Change-based approach (CB) (Volkel et al. 2005; Dong-Hyuk et al. 2012; Zeginis et al. 2011) partially addresses the space issues of IC by storing the differences (deltas) between versions. In contrast, CB requires additional computational costs for retrieving a particular version given that deltas need to be propagated.
Timestamp-based approach (TB) (Cerdeira-Pena et al. 2016; Gutierrez et al. 2007; Zimmermann et al. 2012) annotates each triple with its temporal validity, i.e., the version. Compression techniques can be used to minimize the space overheads, e.g., using self-indexes, such as in v-RDFCSA (Cerdeira-Pena et al. 2016), or delta compression in B+Trees (Zaniolo 2016).

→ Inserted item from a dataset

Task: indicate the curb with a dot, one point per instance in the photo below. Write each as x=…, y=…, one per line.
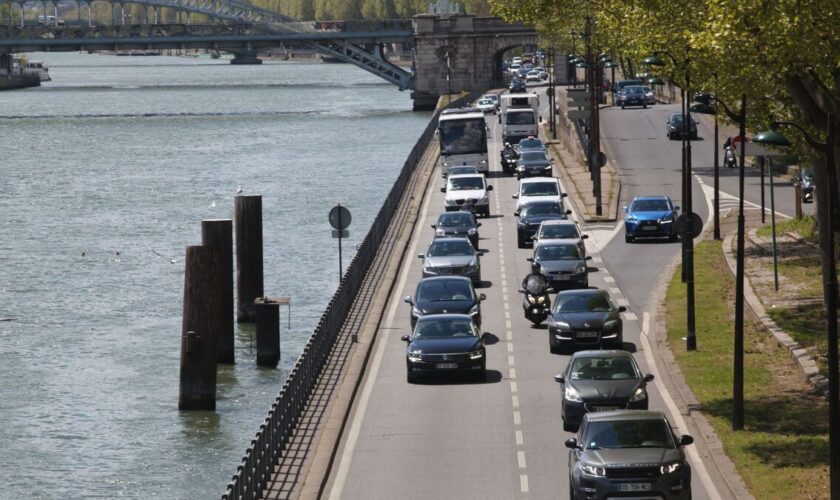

Hybrid-based approaches (HB) (Stefanidis et al. 2014; Neumann and Weikum 2010; Zaniolo 2016) combine previous policies to inspect other space/performance trade-offs. In particular, the hybrid IC/CB approach (Dong-Hyuk et al. 2012; Meinhardt et al. 2015; Stefanidis et al. 2014) follows a CB solution where full version materialization is additionally provided in some intermediate steps; hence, delta propagation is mitigated. In contrast, other practical approaches (Graube et al. 2014; Neumann and Weikum 2010; Vander Sander et al. 2013; Zaniolo 2016) follow a TB/CB approach in which triples can be time-annotated only when they are added or deleted. Although this reduces the space needs (as it manages less annotations), version materialization requires to rebuild the delta similarly to CB.
Future Directions for Research
As a result of standardization efforts by the Semantic Web community, there are many diverse standard “plain” RDF serializations available. Despite potential future trends that may result in adaptations for RDF (such as JSON-LD, adapted from JSON), most research efforts focus on efficient representation of annotated triples, in particular to model provenance information (Giménez-García et al. 2017; Hartig 2017).
RDF binary formats and compression have also emerged as active research and development fields over the past years. The main reason is that (i) current plain RDF formats are dominated by a human-centric view and suffer from scalability problems at large scale and (ii) general compressed solutions still miss some types of redundancy underlying to RDF data. In this regard, there is still room for hybrid compressors leveraging syntactic and semantic redundancies. Then, RDF self-indexing (i.e., compressed and indexed RDF data) is still a main direction for research, in particular in the unexplored field of RDF streaming.
Finally, the community is just starting to face serious scalability issues for RDF archival. In the absence of a scalable archival approach at Web scale, RDF data change and vanish without further notice nor trace of previous versions. Future directions in this regard include further research on scalable archival methods (potentially distributed) as well as efficient mechanisms to resolve structured cross-time queries.